Maar moeder, het is al zo lang geleden, zei de dochter.
Dàt zit er nog.
U hebt het toch al zo lang. We zijn er aan gewend. Wie let er nog op?
Ik.
Kodein zat het litteken te transformeren in verstopt oppervlak, in uitgehamerde staafjes, dichtgevlochten draden, opgebolde platen. Zilver, dacht hij, met zo'n plakkaat. Maar waarom nu zo hoog? Hoe blijft zoiets zitten?
Maar moeder, waarom nu opeens een collier? U kunt toch een japon met een hoog kraagje nemen?
Stof blijft niet zitten. Metaal blijft zitten.
Kodein vroeg of hij er eens over denken mocht, terug mocht komen met ideetjes, met krabbels, met prijzen.

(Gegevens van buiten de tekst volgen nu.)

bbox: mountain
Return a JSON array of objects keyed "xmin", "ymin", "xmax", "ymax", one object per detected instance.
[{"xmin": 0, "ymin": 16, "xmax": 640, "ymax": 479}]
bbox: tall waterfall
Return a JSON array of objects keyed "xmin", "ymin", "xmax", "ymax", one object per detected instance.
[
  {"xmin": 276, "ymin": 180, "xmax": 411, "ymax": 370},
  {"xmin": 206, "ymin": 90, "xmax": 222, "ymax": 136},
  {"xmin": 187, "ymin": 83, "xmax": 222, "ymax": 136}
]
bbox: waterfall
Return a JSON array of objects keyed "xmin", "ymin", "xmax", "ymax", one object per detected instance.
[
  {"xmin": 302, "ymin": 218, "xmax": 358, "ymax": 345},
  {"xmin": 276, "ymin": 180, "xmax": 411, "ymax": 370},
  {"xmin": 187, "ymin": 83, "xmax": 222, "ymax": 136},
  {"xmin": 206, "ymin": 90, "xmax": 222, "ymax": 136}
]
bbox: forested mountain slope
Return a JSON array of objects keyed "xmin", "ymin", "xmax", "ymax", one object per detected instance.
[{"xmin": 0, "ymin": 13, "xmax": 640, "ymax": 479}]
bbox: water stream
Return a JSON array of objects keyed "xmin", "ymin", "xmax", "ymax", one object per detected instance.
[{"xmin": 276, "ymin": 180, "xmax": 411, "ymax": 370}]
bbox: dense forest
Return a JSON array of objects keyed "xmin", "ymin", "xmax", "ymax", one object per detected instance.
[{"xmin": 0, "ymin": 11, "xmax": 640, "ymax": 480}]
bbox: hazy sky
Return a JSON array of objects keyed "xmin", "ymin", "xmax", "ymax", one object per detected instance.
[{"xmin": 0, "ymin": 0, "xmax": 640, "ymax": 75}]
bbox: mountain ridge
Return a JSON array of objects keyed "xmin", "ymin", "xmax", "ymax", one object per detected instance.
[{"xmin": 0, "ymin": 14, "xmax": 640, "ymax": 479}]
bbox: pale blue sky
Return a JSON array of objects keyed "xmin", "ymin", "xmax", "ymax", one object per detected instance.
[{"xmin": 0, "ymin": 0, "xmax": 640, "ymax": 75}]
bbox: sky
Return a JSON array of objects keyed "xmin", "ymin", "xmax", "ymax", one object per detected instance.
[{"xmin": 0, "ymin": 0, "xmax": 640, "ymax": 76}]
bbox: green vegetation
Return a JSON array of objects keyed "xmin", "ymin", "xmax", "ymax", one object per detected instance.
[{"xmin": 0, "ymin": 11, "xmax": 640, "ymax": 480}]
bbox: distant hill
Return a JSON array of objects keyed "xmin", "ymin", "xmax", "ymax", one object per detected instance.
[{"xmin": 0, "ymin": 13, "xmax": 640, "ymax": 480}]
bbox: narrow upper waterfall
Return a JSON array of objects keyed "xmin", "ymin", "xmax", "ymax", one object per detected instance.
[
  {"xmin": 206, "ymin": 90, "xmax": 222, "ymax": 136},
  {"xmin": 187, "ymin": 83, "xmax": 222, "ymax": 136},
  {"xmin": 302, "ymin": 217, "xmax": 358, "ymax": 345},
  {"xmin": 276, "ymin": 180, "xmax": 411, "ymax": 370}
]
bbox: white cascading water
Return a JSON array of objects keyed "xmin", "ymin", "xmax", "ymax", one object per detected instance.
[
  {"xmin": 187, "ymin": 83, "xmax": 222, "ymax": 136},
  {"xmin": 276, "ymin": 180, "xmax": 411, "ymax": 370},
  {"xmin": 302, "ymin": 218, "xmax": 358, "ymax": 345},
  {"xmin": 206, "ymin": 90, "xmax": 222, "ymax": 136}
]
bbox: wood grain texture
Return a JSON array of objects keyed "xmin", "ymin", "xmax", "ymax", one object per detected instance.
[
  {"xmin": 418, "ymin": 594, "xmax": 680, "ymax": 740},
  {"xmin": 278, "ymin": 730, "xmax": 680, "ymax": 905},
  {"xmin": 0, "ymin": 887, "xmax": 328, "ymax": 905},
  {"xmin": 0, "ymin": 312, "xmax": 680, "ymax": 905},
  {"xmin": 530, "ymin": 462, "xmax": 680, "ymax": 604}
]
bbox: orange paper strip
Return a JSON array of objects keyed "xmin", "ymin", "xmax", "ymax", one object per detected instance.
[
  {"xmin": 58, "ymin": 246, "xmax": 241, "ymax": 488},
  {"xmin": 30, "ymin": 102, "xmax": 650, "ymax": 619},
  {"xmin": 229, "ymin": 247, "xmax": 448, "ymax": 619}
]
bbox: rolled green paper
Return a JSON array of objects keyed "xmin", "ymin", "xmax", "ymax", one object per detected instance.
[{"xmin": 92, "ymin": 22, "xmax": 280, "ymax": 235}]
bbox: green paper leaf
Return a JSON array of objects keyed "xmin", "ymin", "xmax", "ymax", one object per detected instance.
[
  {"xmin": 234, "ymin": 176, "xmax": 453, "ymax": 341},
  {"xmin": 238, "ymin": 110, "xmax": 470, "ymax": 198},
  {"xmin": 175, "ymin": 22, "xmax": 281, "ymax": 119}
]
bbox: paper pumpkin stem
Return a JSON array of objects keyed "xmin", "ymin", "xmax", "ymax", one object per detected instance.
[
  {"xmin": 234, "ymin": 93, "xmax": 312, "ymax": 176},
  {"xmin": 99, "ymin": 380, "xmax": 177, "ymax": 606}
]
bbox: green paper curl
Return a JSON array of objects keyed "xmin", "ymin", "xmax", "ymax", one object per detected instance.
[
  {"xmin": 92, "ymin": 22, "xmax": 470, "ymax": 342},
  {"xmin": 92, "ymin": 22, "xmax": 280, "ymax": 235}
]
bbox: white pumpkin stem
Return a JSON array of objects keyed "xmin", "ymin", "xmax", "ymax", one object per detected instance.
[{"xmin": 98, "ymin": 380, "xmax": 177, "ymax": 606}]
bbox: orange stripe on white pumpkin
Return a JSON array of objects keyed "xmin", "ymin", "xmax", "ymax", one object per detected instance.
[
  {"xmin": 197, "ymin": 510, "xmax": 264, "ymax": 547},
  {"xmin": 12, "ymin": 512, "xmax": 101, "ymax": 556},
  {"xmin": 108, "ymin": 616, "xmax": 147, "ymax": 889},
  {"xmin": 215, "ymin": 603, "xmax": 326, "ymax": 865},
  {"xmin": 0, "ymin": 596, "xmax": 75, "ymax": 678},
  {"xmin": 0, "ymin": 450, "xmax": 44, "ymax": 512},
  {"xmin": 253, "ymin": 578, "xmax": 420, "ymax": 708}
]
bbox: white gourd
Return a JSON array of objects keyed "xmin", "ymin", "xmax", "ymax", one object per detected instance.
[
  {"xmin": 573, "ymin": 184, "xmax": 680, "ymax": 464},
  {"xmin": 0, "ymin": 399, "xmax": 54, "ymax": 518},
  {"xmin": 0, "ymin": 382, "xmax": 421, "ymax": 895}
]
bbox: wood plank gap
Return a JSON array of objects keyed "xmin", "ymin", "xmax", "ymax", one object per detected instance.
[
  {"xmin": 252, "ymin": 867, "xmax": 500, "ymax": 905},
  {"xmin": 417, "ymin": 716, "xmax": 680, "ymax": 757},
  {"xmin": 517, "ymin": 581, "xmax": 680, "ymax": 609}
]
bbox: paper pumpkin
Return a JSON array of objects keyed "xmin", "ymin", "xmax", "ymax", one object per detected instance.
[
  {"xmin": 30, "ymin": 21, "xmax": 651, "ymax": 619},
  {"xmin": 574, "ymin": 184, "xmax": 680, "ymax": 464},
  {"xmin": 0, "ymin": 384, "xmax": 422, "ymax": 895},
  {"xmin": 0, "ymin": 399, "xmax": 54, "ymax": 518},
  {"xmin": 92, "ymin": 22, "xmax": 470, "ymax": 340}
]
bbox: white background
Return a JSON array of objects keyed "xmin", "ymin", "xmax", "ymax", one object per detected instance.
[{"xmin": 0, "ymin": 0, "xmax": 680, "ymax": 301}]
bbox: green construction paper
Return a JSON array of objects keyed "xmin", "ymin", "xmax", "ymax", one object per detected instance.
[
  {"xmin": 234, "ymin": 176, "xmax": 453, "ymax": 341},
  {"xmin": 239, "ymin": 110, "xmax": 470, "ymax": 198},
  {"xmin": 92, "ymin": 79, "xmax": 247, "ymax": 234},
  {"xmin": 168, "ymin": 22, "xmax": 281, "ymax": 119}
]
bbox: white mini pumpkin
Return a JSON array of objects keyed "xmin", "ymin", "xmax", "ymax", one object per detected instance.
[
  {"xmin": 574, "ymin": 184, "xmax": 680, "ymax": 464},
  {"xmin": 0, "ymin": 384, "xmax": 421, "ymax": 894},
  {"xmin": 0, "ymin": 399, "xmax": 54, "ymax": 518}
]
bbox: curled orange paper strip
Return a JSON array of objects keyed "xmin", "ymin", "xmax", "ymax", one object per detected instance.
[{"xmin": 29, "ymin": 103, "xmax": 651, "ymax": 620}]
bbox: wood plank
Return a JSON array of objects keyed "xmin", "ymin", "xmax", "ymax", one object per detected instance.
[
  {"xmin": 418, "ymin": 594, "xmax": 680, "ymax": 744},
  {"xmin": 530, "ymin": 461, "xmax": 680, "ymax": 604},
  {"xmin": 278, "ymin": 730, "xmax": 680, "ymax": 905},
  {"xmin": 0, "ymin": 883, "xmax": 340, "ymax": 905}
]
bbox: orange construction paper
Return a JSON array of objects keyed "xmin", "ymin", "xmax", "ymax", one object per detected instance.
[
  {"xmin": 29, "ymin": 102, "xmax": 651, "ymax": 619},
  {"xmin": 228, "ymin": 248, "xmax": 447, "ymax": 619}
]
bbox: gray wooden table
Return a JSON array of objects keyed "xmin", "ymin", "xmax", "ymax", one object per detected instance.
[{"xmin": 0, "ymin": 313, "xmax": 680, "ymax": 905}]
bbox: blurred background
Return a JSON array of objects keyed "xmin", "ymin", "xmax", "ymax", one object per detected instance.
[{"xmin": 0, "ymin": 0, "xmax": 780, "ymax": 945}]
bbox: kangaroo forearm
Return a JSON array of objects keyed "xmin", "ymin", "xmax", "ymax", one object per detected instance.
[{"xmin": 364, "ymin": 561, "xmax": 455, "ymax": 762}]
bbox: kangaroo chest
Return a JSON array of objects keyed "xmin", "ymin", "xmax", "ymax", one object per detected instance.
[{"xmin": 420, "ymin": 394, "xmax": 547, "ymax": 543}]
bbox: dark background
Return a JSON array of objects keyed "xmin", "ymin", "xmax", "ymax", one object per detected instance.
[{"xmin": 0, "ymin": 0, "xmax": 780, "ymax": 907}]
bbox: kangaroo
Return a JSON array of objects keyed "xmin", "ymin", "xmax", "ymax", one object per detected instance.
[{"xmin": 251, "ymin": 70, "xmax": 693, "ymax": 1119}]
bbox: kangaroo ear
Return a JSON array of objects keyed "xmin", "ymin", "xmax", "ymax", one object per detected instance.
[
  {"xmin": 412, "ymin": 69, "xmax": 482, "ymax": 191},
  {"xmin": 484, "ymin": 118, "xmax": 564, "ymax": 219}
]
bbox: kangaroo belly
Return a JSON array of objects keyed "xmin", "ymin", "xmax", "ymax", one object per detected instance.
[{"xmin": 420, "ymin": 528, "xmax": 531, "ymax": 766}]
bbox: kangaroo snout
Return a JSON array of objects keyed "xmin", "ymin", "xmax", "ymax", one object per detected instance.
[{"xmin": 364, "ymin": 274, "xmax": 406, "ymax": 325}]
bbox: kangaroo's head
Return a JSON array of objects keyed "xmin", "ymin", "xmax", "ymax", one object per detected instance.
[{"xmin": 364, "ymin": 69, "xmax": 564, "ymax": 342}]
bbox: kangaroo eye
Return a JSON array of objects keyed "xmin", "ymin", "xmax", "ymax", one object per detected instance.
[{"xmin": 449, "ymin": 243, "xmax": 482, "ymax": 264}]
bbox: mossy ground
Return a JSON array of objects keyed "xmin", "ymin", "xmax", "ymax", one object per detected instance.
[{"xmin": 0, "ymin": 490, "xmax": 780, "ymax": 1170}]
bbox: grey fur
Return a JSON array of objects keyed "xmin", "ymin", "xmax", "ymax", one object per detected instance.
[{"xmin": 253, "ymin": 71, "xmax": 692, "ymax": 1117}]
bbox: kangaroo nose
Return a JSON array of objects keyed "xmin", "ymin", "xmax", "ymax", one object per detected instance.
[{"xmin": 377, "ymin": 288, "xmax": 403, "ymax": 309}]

Volgende week, zelfde dag, zelfde uur dan maar.
Toen hij terugkwam werd hij opgevangen. Een heer stelde zich aan hem voor met de naam die op de straatdeur stond. Ik weet niet of U de situatie aanvoelt, zei hij. Ik kan U niet verhinderen ermee door te gaan, maar ik reken op uw fatsoen. Het is een bevlieging, een bejaarde-gril. Ik ben bereid U schadeloos te stellen voor het tijdverlies. Kodein vroeg verlof te worden toegelaten tot de oude vrouw.
Zij was ontroerd toen zij de schetsjes zag. U houdt van uw werk, U wilt er wat van maken, hè? Ik vind ze allemaal mooi. Kiest U zelf maar.
Kodein koos de meestbelovende. In zilver, zei hij.
Niet in goud?
In zilver. Het wordt te groot, te protserig in goud.
U doet maar.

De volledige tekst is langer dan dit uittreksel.